Bag of Words (BOW) is a method to extract features from text documents. These features can be used for training machine learning algorithms. It creates a vocabulary of all the unique words occurring in all the documents in the training set. In simple terms, it’s a collection of words to represent a sentence with word count and mostly disregarding the order in which they appear.

TF-IDF Features

Term Frequency-Inverse Document Frequency. It Penalise the most common words by assigning them lower weights while giving imortance to words which are rare in corpus but apper in good number in few documents.

TF = (Number of times term 't' appears in a doc) / (Number of terms in doc)

IDF = log(N/n)

where, N = number of document

n = number of documents a term 't' has appeared in

TF-IDF = TF*IDF

Word2Vec Features

It represents each word as a vector(Word Emebddings). The objective is to redefine high dimensional word features into low dimensional features by preserving contexual similarity in corpus.

Example

King - Man + Woman = Queen

Similar words using Word2Vec

similar image

Advantages>

  • Dimensionality reduction: Significant reduction in number of features
  • It captures the meaning of word i.e., semantic erlations and different types of context

Word2Vec is combination of two algorithms:

Both are shallow Neural Network. They map words to target variables which are also words.

Doc2Vec Features

Unsupervised algorithm to generate vector for sentence, paragraph and documents. It provides an additional context which is unique for every document in corpus. Doc vector is trained along with Word vector.

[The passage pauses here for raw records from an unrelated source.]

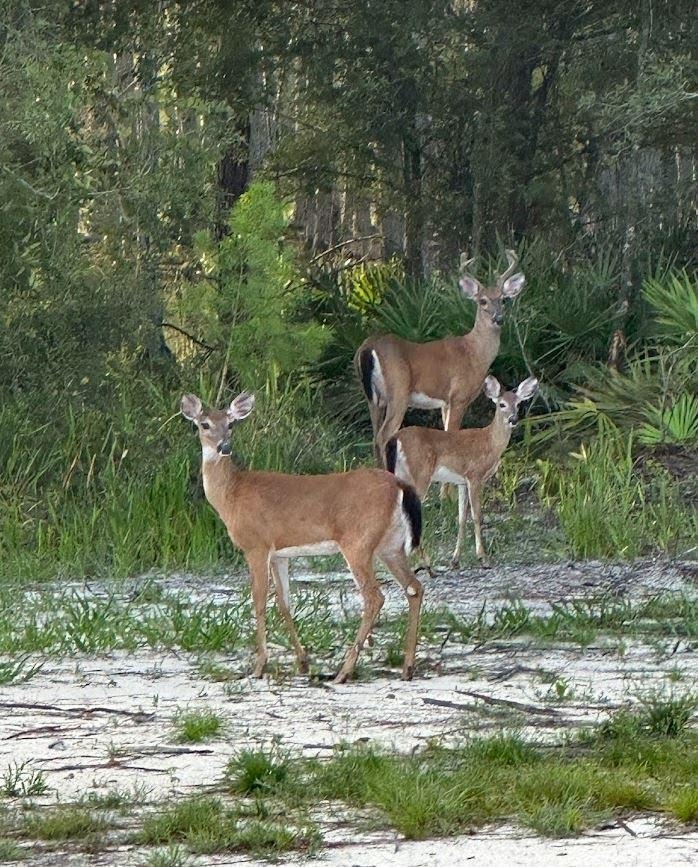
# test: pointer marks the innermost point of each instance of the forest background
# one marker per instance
(208, 196)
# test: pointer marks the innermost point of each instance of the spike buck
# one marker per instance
(364, 514)
(467, 457)
(441, 374)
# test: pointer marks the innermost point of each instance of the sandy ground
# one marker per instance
(92, 723)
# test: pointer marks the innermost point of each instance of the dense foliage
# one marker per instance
(208, 195)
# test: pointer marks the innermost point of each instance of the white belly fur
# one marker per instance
(443, 474)
(318, 549)
(423, 401)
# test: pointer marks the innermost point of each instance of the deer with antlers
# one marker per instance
(467, 457)
(441, 374)
(273, 517)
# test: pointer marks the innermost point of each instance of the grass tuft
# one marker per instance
(64, 823)
(254, 771)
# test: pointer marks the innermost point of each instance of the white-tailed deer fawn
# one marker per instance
(467, 457)
(272, 517)
(442, 374)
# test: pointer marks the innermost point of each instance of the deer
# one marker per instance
(442, 374)
(467, 457)
(272, 517)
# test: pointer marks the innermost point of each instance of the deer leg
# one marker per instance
(475, 491)
(279, 571)
(400, 568)
(364, 575)
(258, 561)
(462, 517)
(451, 415)
(377, 414)
(394, 414)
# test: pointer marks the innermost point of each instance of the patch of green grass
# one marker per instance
(63, 823)
(607, 509)
(255, 771)
(116, 799)
(205, 826)
(20, 780)
(191, 816)
(18, 671)
(70, 622)
(195, 726)
(11, 851)
(684, 804)
(173, 856)
(565, 818)
(210, 670)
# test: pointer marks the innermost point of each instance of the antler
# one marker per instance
(513, 261)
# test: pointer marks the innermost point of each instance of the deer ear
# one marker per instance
(513, 285)
(241, 407)
(190, 407)
(492, 388)
(526, 389)
(469, 286)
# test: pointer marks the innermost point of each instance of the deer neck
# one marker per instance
(483, 339)
(219, 475)
(500, 433)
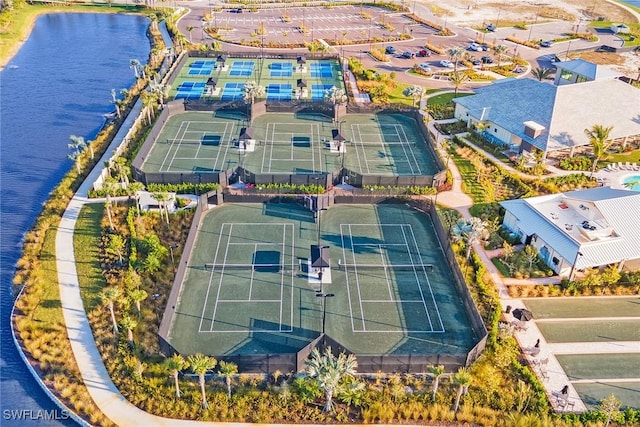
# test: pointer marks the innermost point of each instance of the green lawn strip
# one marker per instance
(49, 310)
(22, 18)
(86, 241)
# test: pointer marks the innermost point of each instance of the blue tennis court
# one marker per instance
(232, 91)
(279, 92)
(201, 68)
(318, 91)
(281, 69)
(321, 69)
(242, 68)
(190, 90)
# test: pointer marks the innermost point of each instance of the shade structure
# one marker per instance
(522, 314)
(245, 134)
(336, 136)
(320, 256)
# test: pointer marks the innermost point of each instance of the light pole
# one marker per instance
(573, 267)
(324, 312)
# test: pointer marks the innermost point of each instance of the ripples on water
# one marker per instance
(57, 85)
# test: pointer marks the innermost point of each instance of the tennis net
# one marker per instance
(393, 267)
(250, 267)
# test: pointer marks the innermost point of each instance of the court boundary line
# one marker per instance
(284, 277)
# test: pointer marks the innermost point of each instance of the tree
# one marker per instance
(227, 370)
(162, 199)
(457, 79)
(77, 144)
(116, 246)
(174, 365)
(137, 296)
(110, 296)
(541, 73)
(462, 378)
(499, 50)
(200, 364)
(253, 90)
(610, 407)
(455, 53)
(414, 91)
(136, 66)
(436, 372)
(470, 232)
(598, 136)
(328, 370)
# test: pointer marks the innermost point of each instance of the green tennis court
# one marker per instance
(249, 287)
(283, 143)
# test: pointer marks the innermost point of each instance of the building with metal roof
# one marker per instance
(526, 115)
(579, 229)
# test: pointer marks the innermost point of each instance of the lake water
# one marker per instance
(57, 85)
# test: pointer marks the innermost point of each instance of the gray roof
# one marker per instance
(587, 69)
(565, 111)
(619, 208)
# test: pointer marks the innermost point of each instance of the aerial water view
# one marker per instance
(326, 212)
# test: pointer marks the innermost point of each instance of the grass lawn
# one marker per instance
(446, 98)
(86, 241)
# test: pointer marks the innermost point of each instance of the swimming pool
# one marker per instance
(631, 182)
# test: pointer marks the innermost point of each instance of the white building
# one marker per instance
(586, 228)
(528, 115)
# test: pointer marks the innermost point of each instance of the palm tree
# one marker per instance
(455, 53)
(541, 73)
(457, 79)
(200, 364)
(462, 379)
(129, 324)
(174, 365)
(335, 96)
(137, 296)
(329, 371)
(109, 296)
(499, 50)
(77, 145)
(436, 372)
(470, 232)
(162, 199)
(227, 370)
(136, 66)
(414, 91)
(116, 246)
(598, 136)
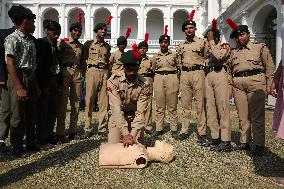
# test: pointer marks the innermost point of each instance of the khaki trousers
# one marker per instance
(192, 84)
(166, 94)
(148, 113)
(72, 86)
(96, 87)
(217, 103)
(249, 93)
(115, 136)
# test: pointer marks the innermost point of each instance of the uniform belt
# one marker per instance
(98, 66)
(166, 72)
(216, 68)
(147, 74)
(192, 68)
(248, 73)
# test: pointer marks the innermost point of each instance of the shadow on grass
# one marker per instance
(61, 158)
(270, 165)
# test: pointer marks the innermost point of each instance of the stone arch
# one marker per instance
(155, 23)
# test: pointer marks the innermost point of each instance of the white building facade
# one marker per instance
(264, 18)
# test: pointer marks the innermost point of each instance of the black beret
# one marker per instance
(75, 25)
(51, 25)
(188, 22)
(143, 44)
(129, 59)
(121, 40)
(17, 13)
(216, 33)
(242, 28)
(164, 37)
(99, 26)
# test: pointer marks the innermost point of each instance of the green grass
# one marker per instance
(75, 165)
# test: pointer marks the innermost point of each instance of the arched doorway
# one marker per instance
(73, 17)
(155, 23)
(101, 15)
(128, 18)
(179, 17)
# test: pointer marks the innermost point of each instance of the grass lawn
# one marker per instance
(75, 165)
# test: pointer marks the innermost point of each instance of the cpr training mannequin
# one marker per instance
(134, 156)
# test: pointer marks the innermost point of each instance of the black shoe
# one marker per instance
(258, 151)
(201, 140)
(213, 142)
(149, 132)
(182, 136)
(18, 151)
(175, 135)
(32, 147)
(87, 135)
(103, 135)
(157, 133)
(242, 146)
(52, 140)
(3, 147)
(62, 139)
(222, 147)
(72, 136)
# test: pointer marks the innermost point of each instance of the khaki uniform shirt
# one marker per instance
(96, 52)
(114, 60)
(127, 97)
(165, 62)
(22, 47)
(251, 57)
(71, 53)
(192, 52)
(217, 54)
(146, 66)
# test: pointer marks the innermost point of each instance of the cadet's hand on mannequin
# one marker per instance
(210, 36)
(127, 140)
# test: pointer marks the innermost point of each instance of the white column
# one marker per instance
(114, 28)
(3, 14)
(141, 27)
(92, 27)
(37, 28)
(62, 20)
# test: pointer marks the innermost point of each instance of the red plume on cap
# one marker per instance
(146, 38)
(135, 51)
(191, 15)
(109, 20)
(128, 32)
(214, 25)
(166, 30)
(80, 17)
(232, 24)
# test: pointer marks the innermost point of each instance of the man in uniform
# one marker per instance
(20, 55)
(73, 69)
(128, 95)
(97, 53)
(218, 91)
(191, 55)
(115, 63)
(252, 69)
(49, 79)
(4, 102)
(146, 70)
(166, 85)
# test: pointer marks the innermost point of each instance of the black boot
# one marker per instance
(222, 147)
(182, 136)
(242, 146)
(201, 140)
(258, 151)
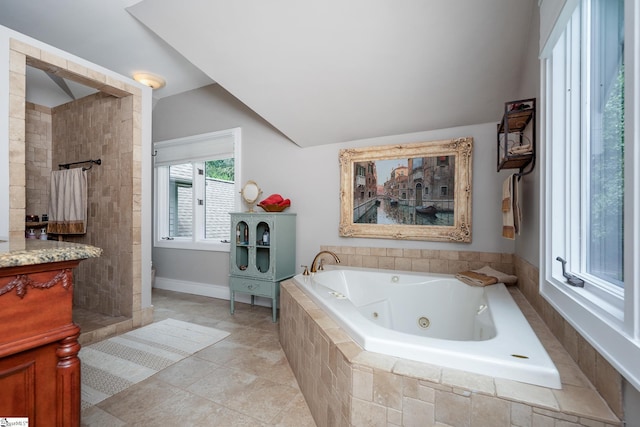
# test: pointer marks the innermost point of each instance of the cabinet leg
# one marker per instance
(68, 381)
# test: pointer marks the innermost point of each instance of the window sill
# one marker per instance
(193, 246)
(603, 328)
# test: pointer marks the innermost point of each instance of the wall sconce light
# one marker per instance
(151, 80)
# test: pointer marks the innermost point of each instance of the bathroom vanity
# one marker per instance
(39, 365)
(263, 252)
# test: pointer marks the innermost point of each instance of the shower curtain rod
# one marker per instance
(66, 165)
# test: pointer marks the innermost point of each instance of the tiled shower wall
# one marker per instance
(600, 373)
(101, 127)
(37, 158)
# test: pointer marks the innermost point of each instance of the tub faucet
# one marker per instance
(315, 268)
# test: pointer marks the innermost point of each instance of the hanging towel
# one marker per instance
(68, 202)
(517, 213)
(508, 220)
(486, 276)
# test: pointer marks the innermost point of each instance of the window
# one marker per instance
(196, 186)
(587, 187)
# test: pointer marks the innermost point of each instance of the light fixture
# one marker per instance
(151, 80)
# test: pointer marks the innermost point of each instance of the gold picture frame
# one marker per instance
(427, 196)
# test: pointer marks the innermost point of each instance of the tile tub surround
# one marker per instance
(345, 385)
(600, 373)
(21, 251)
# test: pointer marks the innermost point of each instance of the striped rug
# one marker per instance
(112, 365)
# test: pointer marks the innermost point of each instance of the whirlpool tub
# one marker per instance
(433, 318)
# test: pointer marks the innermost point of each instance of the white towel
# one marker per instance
(508, 219)
(68, 202)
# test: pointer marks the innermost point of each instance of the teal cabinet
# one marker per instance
(263, 253)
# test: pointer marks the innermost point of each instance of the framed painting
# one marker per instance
(416, 191)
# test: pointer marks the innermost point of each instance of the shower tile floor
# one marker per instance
(243, 380)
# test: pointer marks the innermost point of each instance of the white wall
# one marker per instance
(310, 178)
(4, 136)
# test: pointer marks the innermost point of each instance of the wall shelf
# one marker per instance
(516, 136)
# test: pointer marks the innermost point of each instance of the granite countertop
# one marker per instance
(20, 252)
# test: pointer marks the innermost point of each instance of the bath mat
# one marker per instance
(112, 365)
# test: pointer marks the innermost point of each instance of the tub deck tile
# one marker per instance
(526, 393)
(476, 383)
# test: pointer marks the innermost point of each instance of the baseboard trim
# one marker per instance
(206, 290)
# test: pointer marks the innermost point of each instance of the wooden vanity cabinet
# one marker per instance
(39, 365)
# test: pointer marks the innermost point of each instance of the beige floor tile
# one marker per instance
(243, 380)
(186, 372)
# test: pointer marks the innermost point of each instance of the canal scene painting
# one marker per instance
(419, 191)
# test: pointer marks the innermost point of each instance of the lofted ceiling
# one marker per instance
(320, 72)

To implement Doc2Vec Algorithm, labelize/tag each tokenised tweet with unique ids. (Genism's LabledSentence)

4. Modeling

Evaluation Matrix: F1 score is used as EM. It is weighed average of Precision and Recall.

Fine tuning XGBoost + Word2Vec

General approach for parameter tuning

  1. Choose relatively high learning rate (0.3 usually)
  2. Tune tree-specific parameters, eg. max_depth, min_child_weight, subsample etc.
  3. Tune learning rate
  4. Finally tune gamma to avoid overfitting

Results

Accuracy of Bag of Words, TF-IDF Features, Word2Vec and Doc2Vec over Logistic Regression, Support Vector Machine(SVM), Random Forest and XGBoost classifier.

Classifier Bag of Words TF-IDF Feature Word2Vec Doc2Vec
Logistic Regression 53.05% 54.46% 61.72% 36.9%
Support Vector Machine 50.6% 51% 61.30% 19.32%
Random Forest 53.29% 56.21% 50.2% 65.06%
XGBoost 51.30% 51.85% 64.54% 34.83%

XGBoost + Word2Vec gives best F1 score of 64.54%.